In her appeal to Germany on Thursday, Chancellor Angela Merkel called for strengthening the euro, which is now the main currency for 330 million Europeans.
"This is not just about our money — the euro is far more than a currency," she said. "The euro is the basis of our prosperity."
Estonia's leaders and many economists believe the country's economy, which contracted a staggering 14 percent in 2009, will benefit with the euro, though the country still has painful structural reforms to implement before reaching western European living standards.
"The euro will definitely support Estonia's trade," Ansip told reporters Friday, adding that 70 percent of the country's trade takes place with EU members.
Still, polls indicate that more than one-third of the nation is against the changeover.
"I think it's bad for our economy.
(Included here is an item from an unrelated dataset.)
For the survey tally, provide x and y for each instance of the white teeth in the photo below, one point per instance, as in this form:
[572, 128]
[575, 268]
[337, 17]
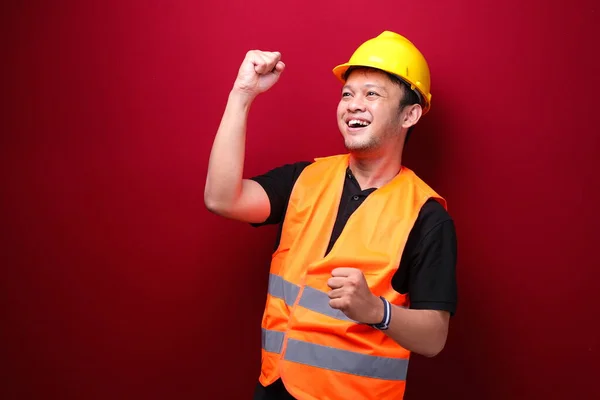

Prices have been rising and will keep going up," said Kaire Raitme, 20, who was selling spiced roasted almonds in Tallinn's medieval historical center.
Estonia will be the poorest member of the euro zone, a cause for concern for many Estonians who fear they will have to cough up scarce resources to help other member countries that failed to maintain fiscal discipline.
Celebrations included open-air concerts in subzero weather and for foreign dignitaries a gala concert in the national opera house featuring the music of U.S. composer George Gershwin.
The Finance Ministry said banks and information systems were prepared to cope with the changeover as hundreds of ATM machines were being loaded with euro notes.
Selected bank branches and post offices were to stay open over the weekend to accommodate the switch, but police urged citizens not to rush about with large amounts of cash due to robbery risks.
After Slovenia and Slovakia, Estonia is the third East European country using the euro. Seven other countries in the region — Poland, Romania, Hungary, Czech Republic, Bulgaria, Lithuania and Latvia — also are required to phase in the euro as part of European Union membership, though there is no deadline to do so.
Latvia and Lithuania, Estonia's Baltic neighbors, are enthusiastic supporters of the euro and could become the club's newest members in 2014.